A young woman chooses to be her true self rather than conform in Equatorial Guinea.
Okomo is an orphan. Her mother died during childbirth, and no one will tell the teenager who her father is. She lives with her maternal grandparents, both of whom are eager for her to get married. The only member of her family who truly loves her for herself is her uncle Marcelo. Both Okomo and Marcelo feel repressed by village life and the strict requirements of Fang culture. Marcelo is expected to impregnate a woman of their tribe cursed with an infertile husband. Okomo is expected to enrich her family by finding a wealthy husband. But Marcelo is attracted to men, and Okomo loves a girl named Dina. The Fang call Marcelo a “man-woman,” and he is finally exiled to the forest for his sexuality. As for Okomo, there is no Fang word for her. “It’s like you don’t exist,” Marcelo tells her. The setting sets this apart from most gay fiction published in the United States.
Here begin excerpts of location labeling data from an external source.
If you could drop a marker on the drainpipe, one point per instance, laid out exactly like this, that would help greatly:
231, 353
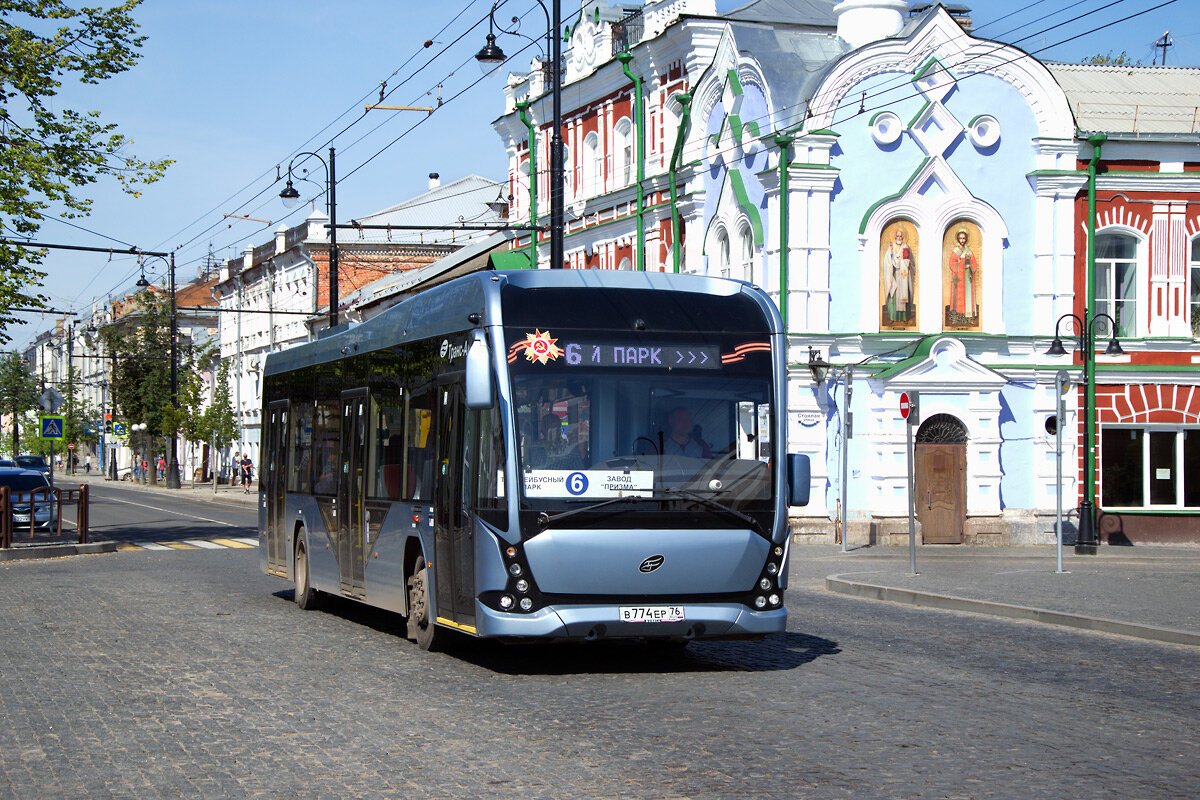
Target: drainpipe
625, 58
676, 152
785, 160
533, 185
1086, 509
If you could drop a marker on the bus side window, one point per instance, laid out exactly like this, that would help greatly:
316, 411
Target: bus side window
490, 475
419, 447
300, 464
327, 435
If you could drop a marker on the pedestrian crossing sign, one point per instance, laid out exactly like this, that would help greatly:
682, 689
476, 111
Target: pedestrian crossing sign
52, 426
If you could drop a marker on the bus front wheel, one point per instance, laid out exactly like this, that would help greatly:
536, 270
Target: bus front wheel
420, 623
306, 596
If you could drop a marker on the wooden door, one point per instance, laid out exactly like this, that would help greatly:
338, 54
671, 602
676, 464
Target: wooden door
941, 492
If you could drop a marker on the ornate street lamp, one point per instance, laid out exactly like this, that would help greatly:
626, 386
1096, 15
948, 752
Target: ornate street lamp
1086, 540
491, 56
291, 197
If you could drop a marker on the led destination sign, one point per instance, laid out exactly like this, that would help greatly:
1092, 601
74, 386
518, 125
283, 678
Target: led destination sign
647, 355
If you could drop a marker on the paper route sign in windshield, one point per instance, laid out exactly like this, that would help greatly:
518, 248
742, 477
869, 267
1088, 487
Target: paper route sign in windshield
588, 482
657, 355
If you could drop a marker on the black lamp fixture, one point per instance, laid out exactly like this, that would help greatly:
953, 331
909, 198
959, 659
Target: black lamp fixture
289, 196
491, 55
817, 366
489, 58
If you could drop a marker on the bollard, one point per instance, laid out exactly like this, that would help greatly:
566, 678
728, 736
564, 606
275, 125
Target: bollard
5, 518
82, 519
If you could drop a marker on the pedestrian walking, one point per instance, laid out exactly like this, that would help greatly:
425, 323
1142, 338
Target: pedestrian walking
247, 473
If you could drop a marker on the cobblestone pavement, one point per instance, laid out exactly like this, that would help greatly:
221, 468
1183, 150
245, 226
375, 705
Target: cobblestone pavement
171, 674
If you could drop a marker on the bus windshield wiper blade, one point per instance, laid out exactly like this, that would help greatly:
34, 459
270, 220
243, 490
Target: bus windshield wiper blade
545, 519
717, 504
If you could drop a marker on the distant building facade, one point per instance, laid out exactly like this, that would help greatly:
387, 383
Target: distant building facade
911, 197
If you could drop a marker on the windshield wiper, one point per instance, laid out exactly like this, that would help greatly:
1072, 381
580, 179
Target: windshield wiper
545, 519
717, 504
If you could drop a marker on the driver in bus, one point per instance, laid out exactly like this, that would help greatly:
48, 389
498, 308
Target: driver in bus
681, 439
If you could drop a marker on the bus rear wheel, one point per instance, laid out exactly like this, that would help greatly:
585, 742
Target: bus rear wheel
305, 596
420, 623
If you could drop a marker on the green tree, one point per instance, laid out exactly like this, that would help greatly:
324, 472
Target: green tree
49, 152
220, 417
18, 394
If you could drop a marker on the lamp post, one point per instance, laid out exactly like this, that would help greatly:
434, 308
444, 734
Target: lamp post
491, 56
1086, 540
173, 481
820, 368
291, 197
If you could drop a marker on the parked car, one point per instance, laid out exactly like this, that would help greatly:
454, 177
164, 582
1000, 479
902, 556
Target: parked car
22, 483
34, 462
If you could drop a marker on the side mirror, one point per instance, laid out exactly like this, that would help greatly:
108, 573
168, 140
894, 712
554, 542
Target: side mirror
479, 373
799, 480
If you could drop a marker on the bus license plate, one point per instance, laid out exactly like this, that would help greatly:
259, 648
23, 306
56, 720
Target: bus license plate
651, 613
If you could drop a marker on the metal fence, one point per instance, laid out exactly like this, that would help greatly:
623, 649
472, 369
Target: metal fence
52, 497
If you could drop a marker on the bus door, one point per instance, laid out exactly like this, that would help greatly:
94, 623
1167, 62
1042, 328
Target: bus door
351, 492
274, 480
454, 534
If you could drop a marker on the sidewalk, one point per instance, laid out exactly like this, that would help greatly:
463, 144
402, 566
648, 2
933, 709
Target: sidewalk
1144, 591
202, 491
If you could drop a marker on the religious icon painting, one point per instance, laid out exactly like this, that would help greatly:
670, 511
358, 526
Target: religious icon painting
898, 276
961, 276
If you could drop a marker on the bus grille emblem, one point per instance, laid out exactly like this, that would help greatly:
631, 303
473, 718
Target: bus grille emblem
651, 564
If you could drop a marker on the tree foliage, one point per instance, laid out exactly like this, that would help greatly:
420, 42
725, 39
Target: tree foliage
1109, 59
18, 395
48, 152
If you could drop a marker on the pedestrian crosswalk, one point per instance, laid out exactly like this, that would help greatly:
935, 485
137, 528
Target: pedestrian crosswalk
192, 545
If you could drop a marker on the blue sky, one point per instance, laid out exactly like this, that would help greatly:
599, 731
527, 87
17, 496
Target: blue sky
231, 90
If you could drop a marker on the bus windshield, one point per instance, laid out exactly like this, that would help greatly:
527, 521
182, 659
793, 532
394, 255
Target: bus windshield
611, 421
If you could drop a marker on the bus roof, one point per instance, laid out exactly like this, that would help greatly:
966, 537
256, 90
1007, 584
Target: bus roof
443, 310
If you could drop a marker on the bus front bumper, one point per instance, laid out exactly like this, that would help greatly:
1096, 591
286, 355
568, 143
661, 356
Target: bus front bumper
603, 621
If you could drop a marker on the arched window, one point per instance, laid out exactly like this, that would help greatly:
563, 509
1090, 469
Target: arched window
747, 254
593, 170
624, 150
1116, 280
1194, 274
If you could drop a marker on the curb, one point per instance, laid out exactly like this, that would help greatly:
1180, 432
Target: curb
25, 553
951, 602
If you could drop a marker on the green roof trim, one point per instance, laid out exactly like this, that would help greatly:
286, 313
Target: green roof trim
904, 190
751, 211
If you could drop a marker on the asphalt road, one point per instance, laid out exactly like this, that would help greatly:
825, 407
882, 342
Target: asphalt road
127, 515
187, 673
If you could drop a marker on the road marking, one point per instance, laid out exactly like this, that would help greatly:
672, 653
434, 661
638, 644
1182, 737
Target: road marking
232, 542
204, 543
191, 516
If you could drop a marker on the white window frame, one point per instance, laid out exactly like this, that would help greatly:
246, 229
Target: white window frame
1179, 474
1139, 300
1193, 296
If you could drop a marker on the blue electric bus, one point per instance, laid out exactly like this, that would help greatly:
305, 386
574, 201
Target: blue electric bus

Okomo is growing up in the 2000s, but her sexual coming-of-age echoes similar stories from much earlier American eras. Okomo isn’t just an oppressed minority; she is something that most of the people around her have never imagined. She doesn’t even understand herself until she meets others like her. Obono’s storytelling style is straightforward and her language is unadorned. This gives her slender novel the feel of a folktale, but an inverted one. While folktales most often reinforce social norms, this novel subverts them. The forest here is not a place of danger; it is a place of refuge for those who have no place in their community. The heroine’s true family is, ultimately, her family of choice, and she doesn’t embrace her true nature by claiming her birthright or fulfilling her prescribed role but rather by accepting herself fully: as a bastarda—the child of an unmarried woman—and as a lesbian.
This is a unique contribution to LBGTQ literature and the first book by an Equatorial Guinean woman to be translated into English.